Zugleich deutete das listige Unikum an, woran Hansi Flick gescheitert war: „Wir haben uns sicher ein bisschen mehr auf die Basics des Fußballs konzentriert. Weniger die Herangehensweise: Okay, wir sind Deutschland, wir sind super Fußballer und müssen die Gegner auseinanderspielen.“ Im Grunde hat die Nationalelf erst jetzt die Ballbesitzlehre des Joachim Löw begraben, die Flick bis ins Verderben weiterführen wollte.
Pragmatischer Ansatz
Mit der Hereinnahme des stark spielenden Rechtsverteidigers Jonathan Tah demonstrierte Völler, was heute gefragt ist: dem Gegner keine Räume bieten, die Ordnung halten. Ein pragmatischer Ansatz, mit dem der Franzose Didier Deschamps zweimal ins WM-Finale gekommen ist. Torhüter Marc-André ter Stegen schwärmte wie ein Philosoph: „Manchmal ist es einfacher, Einfachheit in Perfektion zu machen.“ Und Linksverteidiger Benjamin Henrichs ergänzte: „Wir waren super eingestellt. So schnell geht’s dann im Fußball.“ Gestern ausgepfiffen, heute gefeiert.
„Das tut einfach gut“, fasste Völler bei seinem Comeback auf der Trainerbank zusammen, das verdächtig an seinen Einstand am 16. August 2000 gegen Spanien (4:1) erinnerte. Folglich wünscht sich wieder ein Großteil, dass Völler mit dem U20-Nationaltrainer Hannes Wolf sowie Sandro Wagner weitermacht. Der Volkstribun Völler wäre mit diesen zwei spannenden Charakteren keine schlechte, vielleicht sogar die ideale Lösung.

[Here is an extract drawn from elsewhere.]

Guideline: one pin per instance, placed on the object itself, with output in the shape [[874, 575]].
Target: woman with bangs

Doch davon wollte der 63-Jährige nichts wissen. Sein Intermezzo war einmalig. „Das ändert sich nicht durch das Ergebnis. Die vergangenen Tage waren sehr stressig.“ Die Veranstaltung der Deutschen Fußball-Liga am Mittwoch in Berlin zum 60-jährigen Bestehen der Bundesliga sagte er ab, weil ja jeder zweite Ehrengast ihn dazu drängen würde, weiterzumachen in diesem Aushilfsjob, den er einst schon einmal über vier Jahre ausübte, ehe die EM 2004 so schlecht lief, dass der Reformer Jürgen Klinsmann folgte.
Eine solche Lösung braucht es auch jetzt wohl wieder. Völler will sich mit DFB-Präsident Neuendorf und Liga-Boss Watzke in den nächsten Tagen zusammensetzen. „Mein Wunsch wäre es, dass wir bis zur nächsten Länderspielperiode den neuen Trainer vorstellen können.“ Am 9. Oktober soll im besten Fall in Frankfurt der zwölfte Bundestrainer in den Flieger steigen, der zur Reise an die amerikanische Ostküste aufbricht, um gegen die USA (14. Oktober) und Mexiko (18.) zu testen. Neuendorf hat bekundet, eine Person zu suchen, die „belastbar und durchsetzungsstark“ ist.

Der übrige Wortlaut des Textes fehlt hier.